I'd like to be able to prompt my app to open a link when user clicks on an URL of a given pattern instead of allowing the browser to open it. This could be when the user is on a web page in the browser or in an email client or within a WebView in a freshly-minted app.

For example, click on a YouTube link from anywhere in the phone and you'll be given the chance to open the YouTube app.

How do I achieve this for my own app?

Answer 1

Use an android.intent.action.VIEW of category android.intent.category.BROWSABLE.

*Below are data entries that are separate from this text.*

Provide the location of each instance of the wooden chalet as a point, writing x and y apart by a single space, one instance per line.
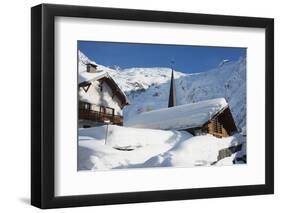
205 117
100 98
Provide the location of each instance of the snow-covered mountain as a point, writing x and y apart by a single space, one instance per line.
148 88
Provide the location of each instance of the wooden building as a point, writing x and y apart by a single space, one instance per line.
100 98
205 117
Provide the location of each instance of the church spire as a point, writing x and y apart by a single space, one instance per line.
172 95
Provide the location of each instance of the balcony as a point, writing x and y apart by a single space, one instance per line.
88 112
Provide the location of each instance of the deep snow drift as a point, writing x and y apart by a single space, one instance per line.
148 88
126 147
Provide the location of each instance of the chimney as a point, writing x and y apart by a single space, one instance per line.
91 68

From Romain Guy's Photostream app's AndroidManifest.xml,

    <activity         android:name=".PhotostreamActivity"         android:label="@string/application_name">          <!-- ... -->                      <intent-filter>             <action android:name="android.intent.action.VIEW" />             <category android:name="android.intent.category.DEFAULT" />             <category android:name="android.intent.category.BROWSABLE" />             <data android:scheme="http"                   android:host="flickr.com"                   android:pathPrefix="/photos/" />             <data android:scheme="http"                   android:host="www.flickr.com"                   android:pathPrefix="/photos/" />         </intent-filter>     </activity> 

Once inside you're in the activity, you need to look for the action, and then do something with the URL you've been handed. The Intent.getData() method gives you a Uri.

    final Intent intent = getIntent();     final String action = intent.getAction();      if (Intent.ACTION_VIEW.equals(action)) {         final List<String> segments = intent.getData().getPathSegments();         if (segments.size() > 1) {             mUsername = segments.get(1);         }     } 

It should be noted, however, that this app is getting a little bit out of date (1.2), so you may find there are better ways of achieving this.